‘Dus zijn voornaam weet je ook al, dat is toch verschrikkelijk!’
Stella begon weer te weenen.
‘Och, Elli, het verschrikkelijke komt nog. Luister toch naar me. Sedert dien avond was hij altijd prompt om zes uur voor de deur van Förster en vergezelde mij tot aan de paardentram. Lief van hem, vind je niet? Sinds drie dagen is hij echter plotseling weggebleven en ik weet niet, waar ik hem vinden zal. Had ik hem nu maar mijn adres opgegeven! Maar in mijn angst, dat jij iets te weten zou komen, heb ik hem op zijn eerewoord laten beloven, dat hij niet verder naar mij vorschen en niet bij papa zou komen, vóór ik het oogenblik daartoe geschikt achtte. Ik heb hem dadelijk gezegd, dat ik moest studeeren, maar dan lachte hij en zei, dat hij voor de studie gezorgd had en ik niets te doen had dan hem trouw te blijven, tot er betere tijden zouden komen. Och, Elli, bij was zoo lief en zoo goed, en nu zal ik hem misschien nooit weerzien!’

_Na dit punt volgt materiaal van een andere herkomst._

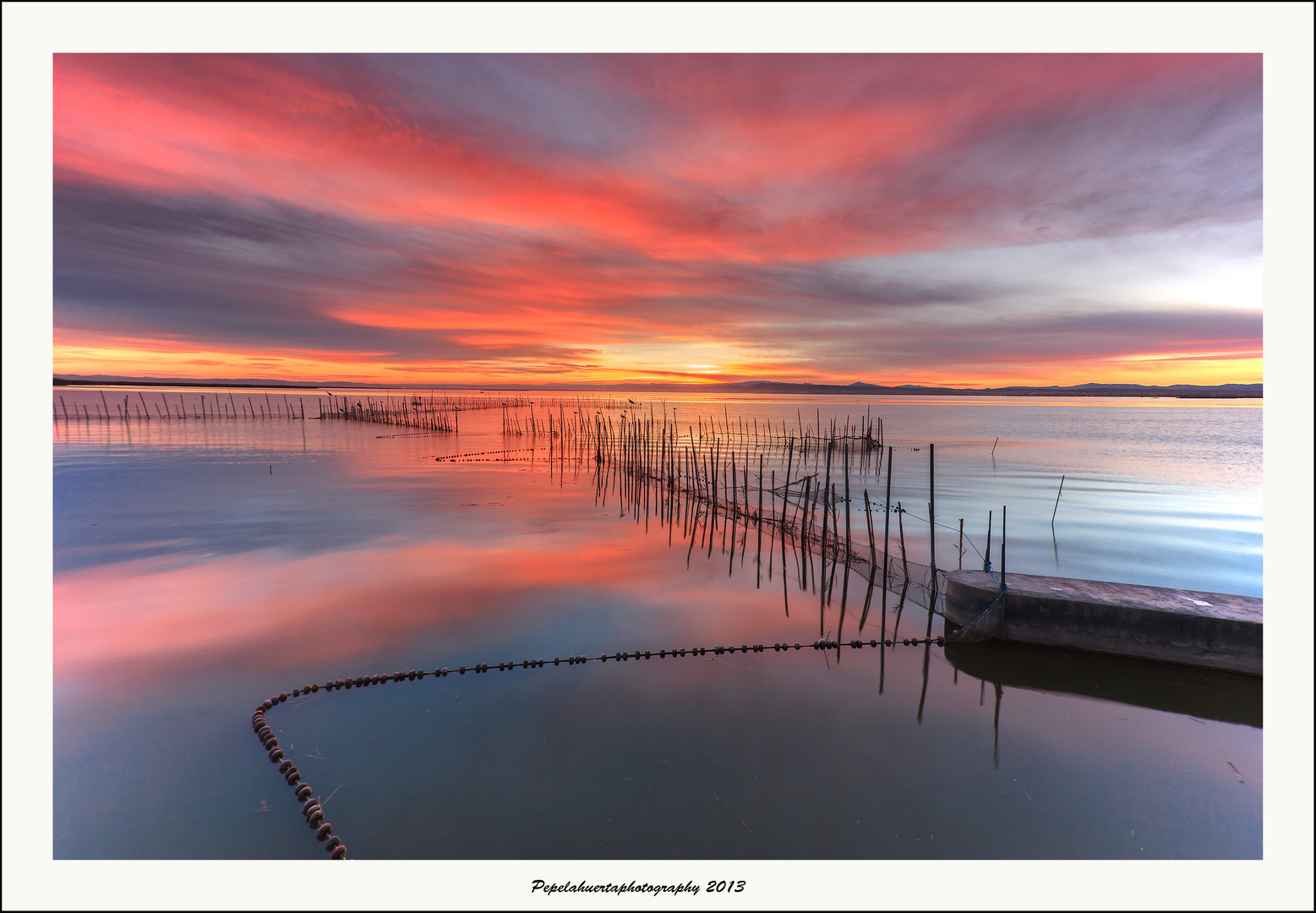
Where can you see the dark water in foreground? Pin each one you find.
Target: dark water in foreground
(200, 567)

‘Droog je tranen, dwaas kind,’ zei Elisabeth streng, ‘je hebt waarlijk geen reden om bedroefd te zijn. Voor het vervolg zal i k naar den photograaf gaan en je bestellingen aannemen. Ook naar de school zal ik je vergezellen. Het is voor mij niets, al slaap ik nog een paar uren minder. Ik dacht met een verstandig meisje te doen te hebben, maar nu zie ik, dat je altijd nog de kinderschoenen niet ontwassen bent.’
Stella keek haar zuster met groote, verschrikte oogen aan.
‘Maar, Elli, als ik niet meer naar de Leipziger straat mag gaan, hoe zal ik hem dan vinden?’
‘Een fatsoenlijke jonge dame maakt op straat geen kennis met heeren.’
‘Waar moet ik het dan doen? Mijn vriendin Walli heeft haar bruidegom op een bal leeren kennen, en papa en mama kwamen op een kunstenaarsfeest met elkaar in kennis. Wij komen op geen bals en ook op geen kunstenaarsfeesten, en ik kan zonder Willi niet leven.’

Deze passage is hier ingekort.